For some reason it is impossible for a rectangular prism to have pure rotation along one of its axises. For example, if you throw a hardback book in the air and try to spin it about its width then there is some distortion. What is the explanation for this?
What is your evidence that this is so? I don't know one way or the other but I find it unlikely. I can certainly agree that it would be hard for a person to do it, but imagine a machine that spins the book about a line that give you the rotation that you want, and then it shoots the book straight up into the air. Why would that not work?
The distortion is probably due to air resistance. If you had a really dense rectangular prism (and your arm was strong enough), then I'm sure you could make it work.
Rotation about one of the three principal axes is unstable. The "unstable" axis is the one with intermediate moment of inertia. The axes with maximum and minimum moment of inertia are stable. It is a general property, not related to air drag. Try to throw the book when spinning around a different axis.
nasu is correct; I do this demonstration in class. http://www.aerostudents.com/files/dynamicsAndStability/rigidBodies.pdf (section 3.3)
Thank you. I'll look through this document. EDIT: Is there a more rigorous derivation of this? I was told it involves complex variables.
Interesting stuff. And thanks Andy for the pdf.
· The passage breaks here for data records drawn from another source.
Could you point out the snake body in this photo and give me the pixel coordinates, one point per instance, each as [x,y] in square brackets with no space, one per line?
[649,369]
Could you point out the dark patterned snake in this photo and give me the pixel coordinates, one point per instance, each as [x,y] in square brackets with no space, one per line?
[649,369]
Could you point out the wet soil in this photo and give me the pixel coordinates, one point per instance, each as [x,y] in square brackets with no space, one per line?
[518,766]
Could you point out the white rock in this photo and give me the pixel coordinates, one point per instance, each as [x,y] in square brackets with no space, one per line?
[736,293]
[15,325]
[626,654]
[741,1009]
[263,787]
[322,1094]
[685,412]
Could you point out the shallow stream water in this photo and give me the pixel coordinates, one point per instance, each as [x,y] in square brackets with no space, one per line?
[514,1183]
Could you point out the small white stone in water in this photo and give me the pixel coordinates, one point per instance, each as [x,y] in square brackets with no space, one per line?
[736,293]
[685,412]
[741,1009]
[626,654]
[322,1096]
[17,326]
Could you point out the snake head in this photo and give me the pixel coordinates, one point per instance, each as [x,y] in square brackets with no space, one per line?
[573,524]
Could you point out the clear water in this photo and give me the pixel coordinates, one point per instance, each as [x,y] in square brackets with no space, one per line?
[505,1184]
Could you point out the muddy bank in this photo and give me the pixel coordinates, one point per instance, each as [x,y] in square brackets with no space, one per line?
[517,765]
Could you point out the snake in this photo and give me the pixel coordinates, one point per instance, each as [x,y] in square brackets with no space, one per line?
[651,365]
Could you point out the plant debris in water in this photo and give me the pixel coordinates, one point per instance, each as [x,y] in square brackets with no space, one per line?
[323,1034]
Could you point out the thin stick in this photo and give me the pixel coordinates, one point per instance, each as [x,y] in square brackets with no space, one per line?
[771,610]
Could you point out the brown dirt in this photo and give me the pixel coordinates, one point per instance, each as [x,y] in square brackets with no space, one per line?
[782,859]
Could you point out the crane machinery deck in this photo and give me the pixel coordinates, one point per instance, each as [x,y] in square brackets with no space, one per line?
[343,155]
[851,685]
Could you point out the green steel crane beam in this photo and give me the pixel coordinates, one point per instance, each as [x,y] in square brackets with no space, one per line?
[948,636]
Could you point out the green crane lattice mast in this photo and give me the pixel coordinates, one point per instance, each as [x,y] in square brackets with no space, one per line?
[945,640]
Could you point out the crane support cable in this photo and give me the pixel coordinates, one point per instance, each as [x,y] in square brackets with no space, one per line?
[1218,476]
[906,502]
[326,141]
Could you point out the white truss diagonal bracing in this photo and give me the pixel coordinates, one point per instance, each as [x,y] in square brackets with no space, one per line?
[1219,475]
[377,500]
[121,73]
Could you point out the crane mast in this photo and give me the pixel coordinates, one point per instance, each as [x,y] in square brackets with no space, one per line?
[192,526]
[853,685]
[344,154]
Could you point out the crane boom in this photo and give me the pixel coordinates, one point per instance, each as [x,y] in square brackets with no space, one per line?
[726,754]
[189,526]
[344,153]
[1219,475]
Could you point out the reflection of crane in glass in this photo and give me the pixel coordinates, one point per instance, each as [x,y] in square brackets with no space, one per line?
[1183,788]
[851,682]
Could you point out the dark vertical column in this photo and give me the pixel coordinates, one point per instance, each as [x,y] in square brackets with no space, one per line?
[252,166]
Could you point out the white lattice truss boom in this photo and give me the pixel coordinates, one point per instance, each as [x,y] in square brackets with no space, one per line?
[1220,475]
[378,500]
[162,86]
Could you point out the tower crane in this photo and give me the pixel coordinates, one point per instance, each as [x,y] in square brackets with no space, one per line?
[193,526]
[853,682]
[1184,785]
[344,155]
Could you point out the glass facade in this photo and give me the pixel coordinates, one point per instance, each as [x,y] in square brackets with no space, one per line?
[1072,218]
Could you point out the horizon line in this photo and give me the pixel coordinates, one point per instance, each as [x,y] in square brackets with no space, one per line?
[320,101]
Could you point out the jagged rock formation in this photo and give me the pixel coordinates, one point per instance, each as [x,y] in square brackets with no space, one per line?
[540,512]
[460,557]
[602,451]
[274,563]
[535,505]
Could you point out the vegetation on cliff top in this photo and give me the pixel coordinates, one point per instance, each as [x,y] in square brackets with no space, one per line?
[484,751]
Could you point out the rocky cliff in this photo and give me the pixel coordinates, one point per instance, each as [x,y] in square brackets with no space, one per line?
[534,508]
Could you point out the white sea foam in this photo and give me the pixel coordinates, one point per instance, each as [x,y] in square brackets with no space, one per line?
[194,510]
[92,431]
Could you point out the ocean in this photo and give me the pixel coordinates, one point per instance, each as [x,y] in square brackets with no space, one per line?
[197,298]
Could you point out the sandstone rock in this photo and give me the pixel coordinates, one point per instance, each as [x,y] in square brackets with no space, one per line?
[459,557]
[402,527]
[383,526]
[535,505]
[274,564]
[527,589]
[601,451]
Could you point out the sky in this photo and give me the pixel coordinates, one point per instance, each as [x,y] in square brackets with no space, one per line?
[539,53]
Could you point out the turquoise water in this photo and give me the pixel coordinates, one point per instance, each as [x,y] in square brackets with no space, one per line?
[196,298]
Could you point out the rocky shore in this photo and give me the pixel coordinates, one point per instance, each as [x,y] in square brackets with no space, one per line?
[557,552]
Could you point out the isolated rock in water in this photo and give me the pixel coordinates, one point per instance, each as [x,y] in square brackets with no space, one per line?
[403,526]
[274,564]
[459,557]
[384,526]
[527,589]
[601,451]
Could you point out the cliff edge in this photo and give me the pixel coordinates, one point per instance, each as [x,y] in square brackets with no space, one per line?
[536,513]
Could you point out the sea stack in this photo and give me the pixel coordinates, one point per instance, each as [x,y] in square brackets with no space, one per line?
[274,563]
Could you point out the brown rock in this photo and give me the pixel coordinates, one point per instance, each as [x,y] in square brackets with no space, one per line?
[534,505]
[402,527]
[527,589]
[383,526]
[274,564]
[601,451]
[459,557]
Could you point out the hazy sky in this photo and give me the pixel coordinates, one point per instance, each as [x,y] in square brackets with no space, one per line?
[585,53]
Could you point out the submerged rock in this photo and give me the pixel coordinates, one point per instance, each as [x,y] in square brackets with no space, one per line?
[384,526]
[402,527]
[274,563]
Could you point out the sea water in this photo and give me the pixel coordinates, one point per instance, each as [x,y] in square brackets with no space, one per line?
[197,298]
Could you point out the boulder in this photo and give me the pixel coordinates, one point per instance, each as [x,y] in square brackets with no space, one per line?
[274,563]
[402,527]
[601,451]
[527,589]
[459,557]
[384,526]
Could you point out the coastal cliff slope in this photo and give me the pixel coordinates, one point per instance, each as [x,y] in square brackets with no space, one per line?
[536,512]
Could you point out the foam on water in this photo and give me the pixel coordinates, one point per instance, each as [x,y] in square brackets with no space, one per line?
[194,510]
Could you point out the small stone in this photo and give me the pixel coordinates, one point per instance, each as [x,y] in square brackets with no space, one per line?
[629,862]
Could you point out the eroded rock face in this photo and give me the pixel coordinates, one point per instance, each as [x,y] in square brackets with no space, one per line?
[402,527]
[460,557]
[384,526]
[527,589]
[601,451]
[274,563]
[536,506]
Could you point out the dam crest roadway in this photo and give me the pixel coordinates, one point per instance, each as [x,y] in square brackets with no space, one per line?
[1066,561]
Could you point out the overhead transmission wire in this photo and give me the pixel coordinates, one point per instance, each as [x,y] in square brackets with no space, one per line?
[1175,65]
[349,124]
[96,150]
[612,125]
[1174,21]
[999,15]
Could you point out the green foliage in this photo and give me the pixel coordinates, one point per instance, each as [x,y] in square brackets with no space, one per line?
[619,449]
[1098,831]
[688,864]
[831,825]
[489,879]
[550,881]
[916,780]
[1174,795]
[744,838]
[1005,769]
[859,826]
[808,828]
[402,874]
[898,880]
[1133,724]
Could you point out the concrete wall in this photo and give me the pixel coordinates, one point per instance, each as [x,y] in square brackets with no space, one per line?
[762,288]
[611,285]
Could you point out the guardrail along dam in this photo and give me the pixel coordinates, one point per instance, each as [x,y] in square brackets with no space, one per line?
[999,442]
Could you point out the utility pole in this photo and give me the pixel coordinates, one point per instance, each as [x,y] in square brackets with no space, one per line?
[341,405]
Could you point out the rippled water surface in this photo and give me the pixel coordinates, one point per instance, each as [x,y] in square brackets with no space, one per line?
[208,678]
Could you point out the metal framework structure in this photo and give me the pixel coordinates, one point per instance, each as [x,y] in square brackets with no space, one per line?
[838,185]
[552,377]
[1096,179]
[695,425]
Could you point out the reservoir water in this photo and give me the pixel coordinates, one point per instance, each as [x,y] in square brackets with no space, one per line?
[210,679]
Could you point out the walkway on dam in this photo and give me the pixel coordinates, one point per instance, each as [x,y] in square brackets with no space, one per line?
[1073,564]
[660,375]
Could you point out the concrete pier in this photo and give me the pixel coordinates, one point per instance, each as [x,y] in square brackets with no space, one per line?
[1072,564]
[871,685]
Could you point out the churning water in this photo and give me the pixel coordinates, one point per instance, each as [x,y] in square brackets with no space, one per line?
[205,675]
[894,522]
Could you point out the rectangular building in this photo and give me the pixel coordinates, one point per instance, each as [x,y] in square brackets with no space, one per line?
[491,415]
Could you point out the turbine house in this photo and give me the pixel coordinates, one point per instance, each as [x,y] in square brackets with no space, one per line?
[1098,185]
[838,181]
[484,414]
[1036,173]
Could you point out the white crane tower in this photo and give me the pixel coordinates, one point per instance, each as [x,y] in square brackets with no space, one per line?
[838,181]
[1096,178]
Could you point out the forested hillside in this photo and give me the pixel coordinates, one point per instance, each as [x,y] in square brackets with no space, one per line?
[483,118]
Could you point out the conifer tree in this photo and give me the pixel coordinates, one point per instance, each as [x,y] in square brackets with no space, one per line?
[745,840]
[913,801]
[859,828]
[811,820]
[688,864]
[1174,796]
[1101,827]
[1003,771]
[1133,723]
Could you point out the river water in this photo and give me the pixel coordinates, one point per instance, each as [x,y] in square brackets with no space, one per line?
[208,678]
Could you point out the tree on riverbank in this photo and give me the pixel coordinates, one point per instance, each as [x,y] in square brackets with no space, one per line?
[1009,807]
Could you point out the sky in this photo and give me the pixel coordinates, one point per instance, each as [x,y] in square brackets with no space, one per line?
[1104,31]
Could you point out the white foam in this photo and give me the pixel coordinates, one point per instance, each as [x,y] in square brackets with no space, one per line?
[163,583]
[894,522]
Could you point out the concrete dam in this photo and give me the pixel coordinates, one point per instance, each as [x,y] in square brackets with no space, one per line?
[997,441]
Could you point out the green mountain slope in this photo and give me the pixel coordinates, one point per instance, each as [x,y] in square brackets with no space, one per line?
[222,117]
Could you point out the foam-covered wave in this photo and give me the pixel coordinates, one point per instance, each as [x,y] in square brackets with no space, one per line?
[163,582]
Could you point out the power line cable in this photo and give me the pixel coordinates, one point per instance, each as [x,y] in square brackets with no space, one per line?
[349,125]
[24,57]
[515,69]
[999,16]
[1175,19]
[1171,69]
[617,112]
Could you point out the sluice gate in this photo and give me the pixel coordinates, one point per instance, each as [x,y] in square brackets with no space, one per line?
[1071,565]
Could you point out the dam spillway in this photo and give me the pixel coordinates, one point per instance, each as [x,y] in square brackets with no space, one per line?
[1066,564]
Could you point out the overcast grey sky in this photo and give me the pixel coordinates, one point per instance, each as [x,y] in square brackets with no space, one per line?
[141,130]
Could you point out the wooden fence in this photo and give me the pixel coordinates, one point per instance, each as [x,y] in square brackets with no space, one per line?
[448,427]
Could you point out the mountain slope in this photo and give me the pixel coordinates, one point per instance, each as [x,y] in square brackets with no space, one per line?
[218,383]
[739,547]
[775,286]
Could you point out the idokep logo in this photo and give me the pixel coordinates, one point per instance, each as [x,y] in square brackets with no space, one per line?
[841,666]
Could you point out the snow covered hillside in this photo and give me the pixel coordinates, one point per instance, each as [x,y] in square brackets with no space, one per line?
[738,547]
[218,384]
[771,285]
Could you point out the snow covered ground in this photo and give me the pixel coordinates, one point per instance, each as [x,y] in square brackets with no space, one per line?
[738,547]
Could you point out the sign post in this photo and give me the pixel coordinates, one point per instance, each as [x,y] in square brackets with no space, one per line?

Unfortunately, it doesn't give an explanation of why one of the principle axis is unstable, it simply says "It can be derived"
This is sometimes called the "tennis racket theorem". It can be derived from a perturbative solution to Euler's equations (torque free). If you have rotation around any of the 3 principle axes, perturbations about 2 of the axes will lead to nice oscillations in the rotation (I forget if it's called nutation or w/e), but perturbations about the intermediate axis will lead to exponential growth in the perturbation (and therefore violating the validity of your perturbative solution). Euler's equations (torque free): [tex]I_1\frac{d}{dt}\omega_1=(I_2-I_3)\omega_2\omega_3[/tex] [tex]I_2\frac{d}{dt}\omega_2=(I_3-I_1)\omega_3\omega_1[/tex] [tex]I_3\frac{d}{dt}\omega_3=(I_1-I_2)\omega_1\omega_2[/tex] So, if we take the rotation to be almost all in the 1-axis (e.g. omega2 and omega 3 are small), and work to first order We find that omega1 is roughly constant because we neglect the second order in smallness for the omega2*omega3 term; however, for omega 2 term (for example): [tex]\frac{d^2}{dt^2}\omega_2=\left[\frac{(I_3-I_1)(I_1-I_2)}{I_3 I_2}\omega_1^2\right]\omega_2[/tex] (hopefully I did the algebra right). We see then that for the omega2 term to remain small (and oscillate), then I1 must either be the largest or the smallest moment of inertia (thereby making the coefficient on the right hand side negative). If I1 is an intermediate moment of inertia, the coefficient on the right hand side is positive, and that means the solution for omega2 is exponential growth and not oscillatory. One should note, though, that if you can PERFECTLY make the rotation ONLY on the 1-axis (with omega2 and omega3 being identically 0), then even if the 1-axis is the unstable axis, you won't get any wobbling. But this only works if you can make the rotation ONLY around the 1-axis.
Thanks, Matterwave. I found derivations in Landau&Lifgarbagez (section 37) and Arnold's "Mathematical Methods of Classical Mechanics" (section 29), but they are both horribly ugly. The derivation in Goldstein (chapter 5.6) is close to what you posted.